The immediate effect is not on the IPL clubs themselves—those ten chairs are occupied and unlikely to turn over—but on the 40-plus franchises in lower-tier competitions now carrying pitch decks with Hurun comps. Promoters in the Pro Kabaddi League, Indian Super League, and Women's Premier League are using the report's methodology to justify $80 million to $150 million asks in Series A rounds, pitching investors on franchise templates rather than league fundamentals. The argument works when the buyer believes cricket's capital stack will eventually fund every other sport, which several Dubai-based family offices now do. The report's athlete valuations—1,300 names across six leagues—also create a secondary market for NIL-style endorsement deals, letting brands price cricketers against kabaddi players in the same portfolio conversation.

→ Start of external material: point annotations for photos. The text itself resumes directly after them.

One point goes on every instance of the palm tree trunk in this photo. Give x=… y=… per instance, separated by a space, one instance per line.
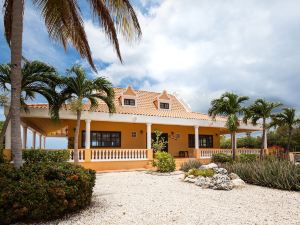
x=289 y=141
x=16 y=78
x=261 y=155
x=76 y=135
x=5 y=124
x=233 y=145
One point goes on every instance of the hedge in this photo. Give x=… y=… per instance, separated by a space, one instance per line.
x=43 y=191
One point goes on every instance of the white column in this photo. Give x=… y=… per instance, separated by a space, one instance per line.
x=196 y=137
x=40 y=141
x=33 y=139
x=265 y=140
x=8 y=136
x=87 y=134
x=24 y=137
x=44 y=143
x=148 y=135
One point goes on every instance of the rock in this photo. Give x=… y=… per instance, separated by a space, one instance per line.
x=233 y=176
x=209 y=166
x=221 y=182
x=203 y=182
x=238 y=183
x=221 y=171
x=190 y=180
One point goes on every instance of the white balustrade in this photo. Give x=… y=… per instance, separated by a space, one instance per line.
x=81 y=155
x=207 y=153
x=118 y=154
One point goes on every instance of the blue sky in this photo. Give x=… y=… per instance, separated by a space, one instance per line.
x=198 y=49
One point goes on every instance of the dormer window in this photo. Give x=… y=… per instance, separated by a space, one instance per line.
x=164 y=105
x=128 y=101
x=129 y=97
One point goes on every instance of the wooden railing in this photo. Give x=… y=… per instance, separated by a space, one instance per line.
x=118 y=154
x=207 y=153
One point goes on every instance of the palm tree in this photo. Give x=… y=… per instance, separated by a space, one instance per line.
x=64 y=22
x=260 y=110
x=286 y=118
x=80 y=92
x=37 y=78
x=229 y=105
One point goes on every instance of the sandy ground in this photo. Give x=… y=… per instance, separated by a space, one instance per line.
x=139 y=198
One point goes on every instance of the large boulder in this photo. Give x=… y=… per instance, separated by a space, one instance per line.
x=238 y=183
x=220 y=171
x=190 y=179
x=203 y=182
x=209 y=166
x=221 y=182
x=233 y=176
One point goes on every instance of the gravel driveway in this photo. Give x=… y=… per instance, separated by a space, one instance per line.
x=127 y=198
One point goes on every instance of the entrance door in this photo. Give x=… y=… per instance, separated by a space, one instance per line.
x=164 y=136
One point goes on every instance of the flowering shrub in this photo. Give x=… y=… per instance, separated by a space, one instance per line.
x=43 y=191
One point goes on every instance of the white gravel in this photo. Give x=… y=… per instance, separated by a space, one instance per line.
x=139 y=198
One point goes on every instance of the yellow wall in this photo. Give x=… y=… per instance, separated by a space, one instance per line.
x=174 y=146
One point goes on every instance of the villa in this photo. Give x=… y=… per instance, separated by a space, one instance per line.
x=122 y=140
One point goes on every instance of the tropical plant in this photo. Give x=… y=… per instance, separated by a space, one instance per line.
x=159 y=143
x=286 y=118
x=164 y=162
x=64 y=22
x=81 y=92
x=274 y=173
x=260 y=110
x=37 y=78
x=229 y=105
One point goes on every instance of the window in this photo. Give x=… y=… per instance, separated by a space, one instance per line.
x=205 y=141
x=164 y=105
x=128 y=101
x=103 y=139
x=133 y=134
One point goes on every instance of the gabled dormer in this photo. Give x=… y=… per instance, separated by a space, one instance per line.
x=163 y=101
x=129 y=97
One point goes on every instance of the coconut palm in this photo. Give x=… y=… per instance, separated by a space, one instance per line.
x=286 y=118
x=260 y=110
x=37 y=78
x=81 y=93
x=64 y=23
x=229 y=105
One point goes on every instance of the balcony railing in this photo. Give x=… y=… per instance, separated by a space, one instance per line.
x=207 y=153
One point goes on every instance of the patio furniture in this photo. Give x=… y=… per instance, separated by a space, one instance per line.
x=183 y=153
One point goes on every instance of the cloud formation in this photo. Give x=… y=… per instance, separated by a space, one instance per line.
x=201 y=49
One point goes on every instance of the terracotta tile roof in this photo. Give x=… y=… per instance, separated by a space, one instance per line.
x=145 y=106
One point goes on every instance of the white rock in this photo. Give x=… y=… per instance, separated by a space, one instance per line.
x=238 y=183
x=204 y=182
x=209 y=166
x=233 y=176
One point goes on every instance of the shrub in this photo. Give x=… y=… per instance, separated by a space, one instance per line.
x=247 y=157
x=38 y=156
x=221 y=158
x=191 y=164
x=280 y=174
x=43 y=191
x=201 y=172
x=164 y=162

The risk is that $15 billion becomes the valuation floor rather than the median, leaving franchise operators building toward a number that assumes India's sports economy grows at rates only seen during the IPL's first decade. The 2028 media-rights auction is the actual milestone; if Disney-Star's $6.2 billion five-year deal signed in 2022 does not double, the 2032 projections compress immediately. Sponsors watching this care less about franchise valuations than about CPM trajectories: if IPL viewership stays flat while rights fees climb, the cost per impression rises and activation budgets shrink. The franchise model only works if the audience grows faster than the capital.

What to watch: BCCI's announcement on the 2028 media-rights tender structure, expected by mid-2027. Any marquee franchise stake sales in the next 18 months will test whether institutional buyers pay Hurun multiples or force down valuations with actual diligence. The Women's Premier League's next team-expansion round, likely in late 2025, will show whether buyers treat women's cricket as a hedge or a discount. Private-equity funds already holding minority stakes—CVC in multiple franchises, RedBird in others—will begin marking to the Hurun model in their next LP reports, which pushes the $15 billion number into the allocator conversation whether the math works or not.

KKR's $1.3 billion valuation sits 8% above Mumbai Indians, a reversal driven by Shah Rukh Khan's personal brand and the team's three titles in four years. The gap narrows if MI wins again.

The takeaway
IPL franchises projected to average $15 billion by 2032; current top valuation is KKR at $1.3 billion as PE funds price clubs on media-rights multiples.